We have a end point controller in the kube controller manager that manages the end point resources. It manages the associations between services and pods. Each node in the cluster has the kube proxy running and watching service and end point service resources. When a change occurs which needs updating, kube proxy updates rules in ip tables which is a network packet filtering utility which allows network rules to be set in the network stack of the Linux kernel. kube proxy offers alternatives to using ip tables but this is the most common option.

Now when a client pod sends a request to the services IP, it gets routed by the kernel to one of the pod IPs depending on the rule which has been set by kube proxy. When using IP tables the pod selected by the pool will be random. For more control you would have to use IPVS (IP Virtual Server) which implements layer 4 load balancing in the Linux kernel.

The services IP is a virtual IP and you won’t get a response if you ping it. It is essentially a key in the rule set by IP tables which gives network packet routing instructions to the host’s kernel. The client pod can use the service IP like it normally would as like it was calling an actual pod IP.

Sample manifests

The below screenprints shows a sample manifest for a deployment and service resources

The deployment manifest shows the name of test-deployment with 3 replica pods in the deployment.
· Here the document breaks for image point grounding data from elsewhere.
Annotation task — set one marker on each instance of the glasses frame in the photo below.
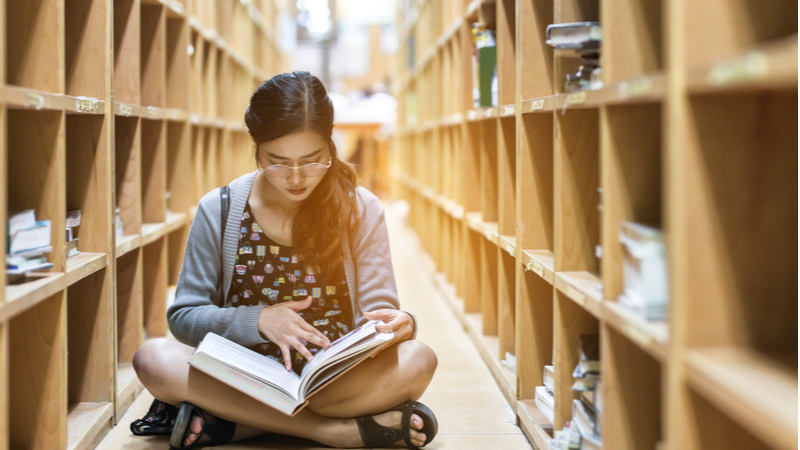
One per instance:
(300, 168)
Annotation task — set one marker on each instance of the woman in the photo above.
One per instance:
(304, 259)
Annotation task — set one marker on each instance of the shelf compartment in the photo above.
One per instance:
(34, 289)
(632, 394)
(34, 56)
(90, 356)
(707, 426)
(84, 264)
(738, 27)
(772, 66)
(506, 300)
(539, 262)
(534, 338)
(581, 288)
(36, 140)
(534, 424)
(87, 423)
(632, 39)
(154, 172)
(127, 52)
(154, 283)
(536, 57)
(569, 322)
(153, 53)
(36, 371)
(488, 349)
(535, 202)
(577, 178)
(652, 337)
(739, 277)
(128, 173)
(630, 176)
(86, 36)
(756, 390)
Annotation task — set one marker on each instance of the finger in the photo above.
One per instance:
(287, 356)
(302, 350)
(299, 305)
(317, 336)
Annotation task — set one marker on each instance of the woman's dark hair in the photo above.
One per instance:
(293, 102)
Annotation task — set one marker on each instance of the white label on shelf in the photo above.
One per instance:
(576, 98)
(578, 296)
(35, 100)
(751, 67)
(87, 104)
(635, 88)
(637, 335)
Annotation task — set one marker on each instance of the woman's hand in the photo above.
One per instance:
(282, 325)
(396, 321)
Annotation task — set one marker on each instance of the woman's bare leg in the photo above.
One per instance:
(397, 374)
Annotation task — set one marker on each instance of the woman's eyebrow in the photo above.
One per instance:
(314, 153)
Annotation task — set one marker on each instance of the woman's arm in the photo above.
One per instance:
(198, 300)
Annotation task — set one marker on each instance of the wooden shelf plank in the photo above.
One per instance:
(534, 424)
(16, 97)
(38, 287)
(581, 288)
(540, 262)
(652, 337)
(127, 243)
(508, 243)
(84, 264)
(758, 391)
(772, 65)
(128, 387)
(87, 423)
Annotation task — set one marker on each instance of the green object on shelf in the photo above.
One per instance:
(487, 63)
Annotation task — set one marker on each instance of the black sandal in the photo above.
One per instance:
(376, 435)
(159, 420)
(220, 431)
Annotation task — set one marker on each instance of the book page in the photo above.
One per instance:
(249, 362)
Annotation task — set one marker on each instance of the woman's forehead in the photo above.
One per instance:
(294, 146)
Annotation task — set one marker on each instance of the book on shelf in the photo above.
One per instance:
(574, 35)
(549, 378)
(545, 402)
(268, 381)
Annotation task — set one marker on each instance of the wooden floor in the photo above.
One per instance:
(472, 412)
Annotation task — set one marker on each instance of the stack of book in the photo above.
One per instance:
(583, 431)
(28, 240)
(73, 221)
(583, 38)
(544, 395)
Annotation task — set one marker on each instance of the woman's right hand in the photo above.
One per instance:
(282, 325)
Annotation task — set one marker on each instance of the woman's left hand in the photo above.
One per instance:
(395, 321)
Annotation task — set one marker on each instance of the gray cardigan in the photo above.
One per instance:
(200, 296)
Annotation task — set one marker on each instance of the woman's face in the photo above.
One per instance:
(295, 150)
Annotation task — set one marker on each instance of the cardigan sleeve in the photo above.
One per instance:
(372, 256)
(198, 299)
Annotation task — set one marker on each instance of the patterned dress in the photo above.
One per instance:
(267, 273)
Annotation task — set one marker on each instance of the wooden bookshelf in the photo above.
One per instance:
(693, 131)
(102, 107)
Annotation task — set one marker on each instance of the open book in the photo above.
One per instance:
(268, 380)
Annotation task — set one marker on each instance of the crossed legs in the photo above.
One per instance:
(401, 372)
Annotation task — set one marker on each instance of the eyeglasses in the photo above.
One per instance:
(311, 170)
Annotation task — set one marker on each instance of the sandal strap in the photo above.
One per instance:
(374, 434)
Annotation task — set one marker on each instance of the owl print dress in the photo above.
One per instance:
(267, 273)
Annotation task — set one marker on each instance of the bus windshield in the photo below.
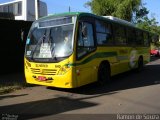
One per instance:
(50, 39)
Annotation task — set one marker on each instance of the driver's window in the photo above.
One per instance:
(85, 39)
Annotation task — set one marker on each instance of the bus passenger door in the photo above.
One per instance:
(85, 48)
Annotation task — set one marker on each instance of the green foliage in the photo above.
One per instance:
(149, 25)
(123, 9)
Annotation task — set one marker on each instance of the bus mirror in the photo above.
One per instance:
(84, 31)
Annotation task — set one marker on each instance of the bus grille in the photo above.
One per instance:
(44, 71)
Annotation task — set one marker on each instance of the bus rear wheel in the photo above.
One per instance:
(104, 73)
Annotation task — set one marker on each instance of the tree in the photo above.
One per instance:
(124, 9)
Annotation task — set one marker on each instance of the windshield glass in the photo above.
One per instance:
(50, 39)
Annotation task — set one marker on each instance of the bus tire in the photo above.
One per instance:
(140, 64)
(104, 73)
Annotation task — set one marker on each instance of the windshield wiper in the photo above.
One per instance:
(41, 39)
The selector indicates that this deployment will manage pods with the label app: test and in the template we give that label to the pods. Each pod will consist of a single container with the same sample-container and run the nginx container image and listen on port 8080. It will also spin up a load balancer with the cloud provider to expose it to requests from outside the cluster.

kubectl appy -f deployment.yaml -f service.yaml

This command above will translate the command into a REST API call to the Kubernetes API server. The API server will authenticate and authorize the user and then apply any admission control operations such as pod security policies. if it fails the resource will not be created

Once this is complete the various controllers in the system are notified by the watch mechanism and work to change the existing state to the desired state.
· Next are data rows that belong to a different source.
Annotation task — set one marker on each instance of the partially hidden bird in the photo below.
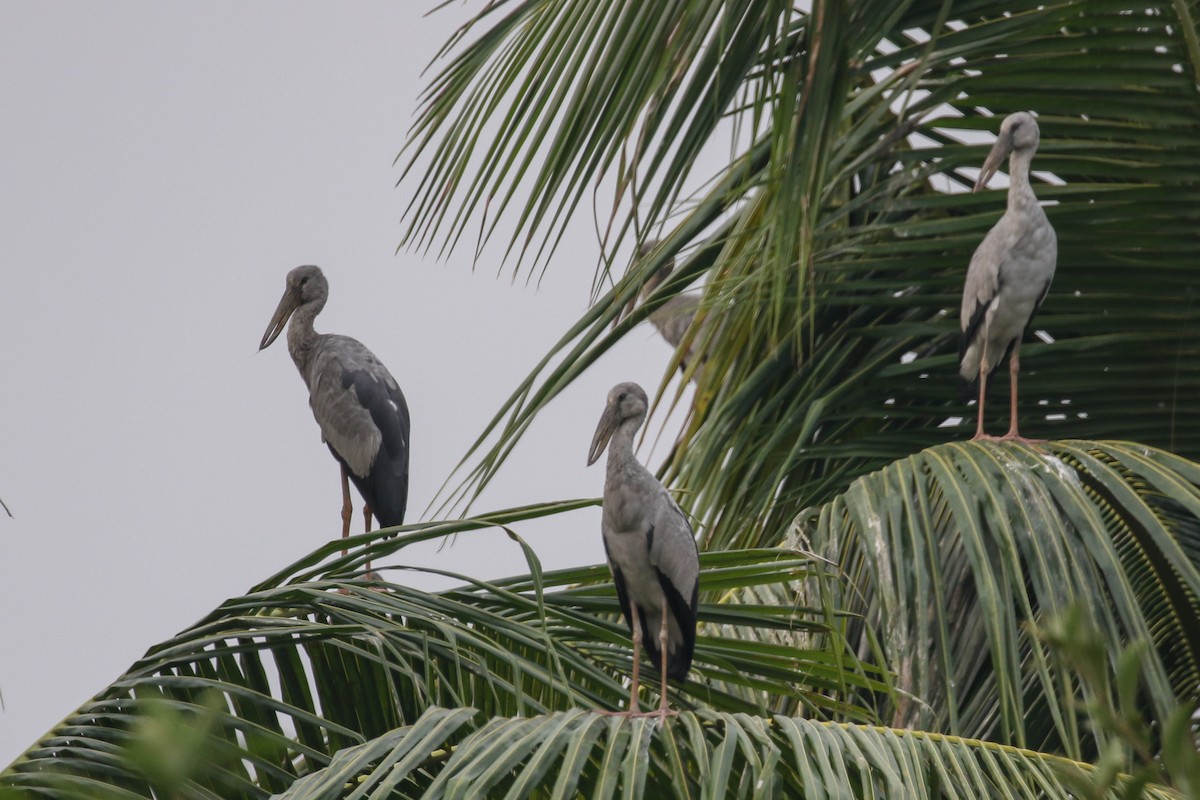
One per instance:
(1009, 272)
(675, 317)
(358, 404)
(651, 548)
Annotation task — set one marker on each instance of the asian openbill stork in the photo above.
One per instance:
(358, 404)
(652, 552)
(1009, 272)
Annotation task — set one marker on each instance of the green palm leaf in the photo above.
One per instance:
(703, 755)
(834, 247)
(953, 553)
(316, 661)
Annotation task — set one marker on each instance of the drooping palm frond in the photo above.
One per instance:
(953, 553)
(834, 244)
(453, 753)
(315, 661)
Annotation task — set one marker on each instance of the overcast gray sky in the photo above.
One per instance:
(162, 167)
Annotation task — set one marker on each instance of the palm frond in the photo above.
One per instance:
(315, 661)
(952, 554)
(833, 245)
(696, 755)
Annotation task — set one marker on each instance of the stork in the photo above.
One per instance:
(651, 548)
(358, 404)
(675, 317)
(1009, 272)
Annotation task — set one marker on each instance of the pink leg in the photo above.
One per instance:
(983, 390)
(1014, 368)
(633, 710)
(637, 657)
(347, 509)
(366, 516)
(663, 648)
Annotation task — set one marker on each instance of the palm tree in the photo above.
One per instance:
(875, 594)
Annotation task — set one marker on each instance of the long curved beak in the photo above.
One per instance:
(1000, 151)
(288, 304)
(604, 433)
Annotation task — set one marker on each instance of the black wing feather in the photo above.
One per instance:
(385, 487)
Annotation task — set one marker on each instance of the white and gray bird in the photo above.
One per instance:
(673, 318)
(358, 404)
(651, 548)
(1009, 272)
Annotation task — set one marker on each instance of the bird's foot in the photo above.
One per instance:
(661, 714)
(1013, 435)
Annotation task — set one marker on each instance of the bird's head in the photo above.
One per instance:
(627, 402)
(1018, 133)
(305, 284)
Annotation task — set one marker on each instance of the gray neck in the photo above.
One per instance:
(301, 335)
(621, 447)
(1020, 192)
  • The Deployment controller creates the corresponding replica set with the 3 replicas which were defined in the manifest
  • The Replication controller is notified of the new replica sets and in response creates the 3 separate pod resources using the pod template
  • The Endpoints controller will create the endpoints resource which connects the individual pods to the service by the pods label

Another controller which is notified in response to the resources being created is the service controller. The previous controllers are part of the core Kubernetes controllers in the kube controller manager. This controller is part of the cloud controller manager which is responsible for integrations with the underlying cloud providing infrastructure. The service controller is notified by its watch when the services resource is created. It notices that the spec includes a load balancer and responds by calling the cloud providers api to have a load balancer provisioned to route traffic to the cluster and associated pods.
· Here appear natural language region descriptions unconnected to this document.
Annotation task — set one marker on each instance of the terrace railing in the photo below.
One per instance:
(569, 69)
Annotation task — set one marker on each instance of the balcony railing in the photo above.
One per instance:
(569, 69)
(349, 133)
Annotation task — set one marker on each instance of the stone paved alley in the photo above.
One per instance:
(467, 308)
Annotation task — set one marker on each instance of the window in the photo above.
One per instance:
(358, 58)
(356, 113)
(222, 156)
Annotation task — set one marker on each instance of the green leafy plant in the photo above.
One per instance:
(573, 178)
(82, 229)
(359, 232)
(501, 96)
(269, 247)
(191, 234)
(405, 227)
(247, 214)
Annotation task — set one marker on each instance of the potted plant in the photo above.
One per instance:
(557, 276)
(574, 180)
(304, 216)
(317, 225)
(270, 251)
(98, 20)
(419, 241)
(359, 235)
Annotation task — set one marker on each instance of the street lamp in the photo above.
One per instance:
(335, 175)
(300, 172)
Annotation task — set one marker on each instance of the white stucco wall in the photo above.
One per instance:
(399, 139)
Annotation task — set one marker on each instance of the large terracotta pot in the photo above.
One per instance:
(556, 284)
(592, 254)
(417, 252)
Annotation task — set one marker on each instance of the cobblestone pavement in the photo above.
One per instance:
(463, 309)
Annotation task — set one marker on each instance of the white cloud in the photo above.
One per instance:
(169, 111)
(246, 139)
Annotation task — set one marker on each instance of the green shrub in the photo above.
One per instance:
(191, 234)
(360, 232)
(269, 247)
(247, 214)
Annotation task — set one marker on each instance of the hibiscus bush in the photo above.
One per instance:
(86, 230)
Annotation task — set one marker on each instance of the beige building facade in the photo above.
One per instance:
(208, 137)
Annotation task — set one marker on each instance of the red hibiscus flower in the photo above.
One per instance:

Next the scheduler is watching for new pods and when the replication controller creates them, the scheduler is notified and responds by finding worker nodes for the containers to run on to fulfil the pod spec. Once the assignments have been made, the next controller which is the kubelet instructs the local container runtime to create the requested container image from the nginx deploy spec manifest.

Now the containers are up and running we have to get network access to these containers and this is what kube proxy is used for. It watches the endpoints resource which connects the service to the pod and updates IP tables on it nodes to ensure that traffic sent to the services ip gets routed to one of the pod IPs. This includes any client request from outside the cluster, inside the cluster and through the cloud providers load balancer.